Solr Group By Field Tokens & Count

331 views Asked by At

I'm using Solr 6.3.0 to store a full tree hierarchy with 3 levels. Each document is a node and its path in the tree is stored in a field, e.g. treePath:>522>12>7 for a level 3 node or treePath:>522>12 for a level 2 node.

Counting the children for a particular level 2 node is easy: I can regex query on treePath:/>522>12>.*/. Also, I can count all the level 3 nodes with a regex query like />[0-9]+>[0-9]>.+/

I'm interested in getting the average branching factor at level 2. I think this should be possible using a faceted query that would group by the prefix of treePath.

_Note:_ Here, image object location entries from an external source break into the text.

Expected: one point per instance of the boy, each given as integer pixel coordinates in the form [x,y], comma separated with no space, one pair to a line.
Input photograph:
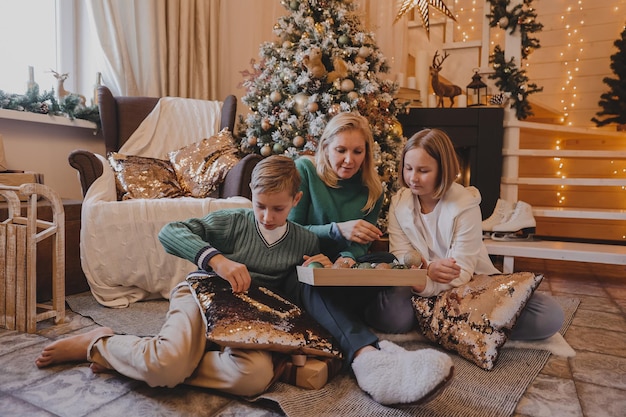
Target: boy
[222,241]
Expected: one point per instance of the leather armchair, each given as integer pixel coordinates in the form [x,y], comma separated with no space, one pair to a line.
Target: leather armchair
[121,255]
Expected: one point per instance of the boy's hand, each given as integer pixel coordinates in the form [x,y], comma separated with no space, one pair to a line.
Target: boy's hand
[235,273]
[323,259]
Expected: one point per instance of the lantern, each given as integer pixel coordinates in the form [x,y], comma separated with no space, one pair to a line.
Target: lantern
[476,91]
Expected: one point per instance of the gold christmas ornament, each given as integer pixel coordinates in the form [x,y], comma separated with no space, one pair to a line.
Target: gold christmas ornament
[266,150]
[347,85]
[298,141]
[365,51]
[396,128]
[300,100]
[275,96]
[422,7]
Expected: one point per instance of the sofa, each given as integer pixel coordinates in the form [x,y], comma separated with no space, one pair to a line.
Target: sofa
[121,255]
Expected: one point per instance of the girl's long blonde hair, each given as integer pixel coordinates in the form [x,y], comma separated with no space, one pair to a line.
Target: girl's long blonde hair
[340,123]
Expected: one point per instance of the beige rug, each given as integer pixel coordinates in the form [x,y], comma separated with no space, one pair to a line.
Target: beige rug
[473,391]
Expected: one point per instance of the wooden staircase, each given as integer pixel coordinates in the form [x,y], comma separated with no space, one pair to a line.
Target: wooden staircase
[575,180]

The tricky part as I see it is grouping documents that share the prefix of a given field without specifying the actual prefix and letting Solr match them.

Any help is most welcome :)

Thanks!


Edit:

I figured out that I can simply count the level 3 nodes and divide that by the number of level 2 nodes and get the average branching factor but I'm still interested in finding out if there's a way of grouping the documents by field prefix

1

There are 1 answers

0
Hugo Zaragoza On BEST ANSWER

A possible solution would be to store level2 and level3 in two different fields, then faceting on the level2 field will give you all the level2s with their count. Summing this count and dividing by the number of elements would give you the branching factor.

The advantage of this solution over yours is that it can be applied with queries which restrict the trees you want to consider.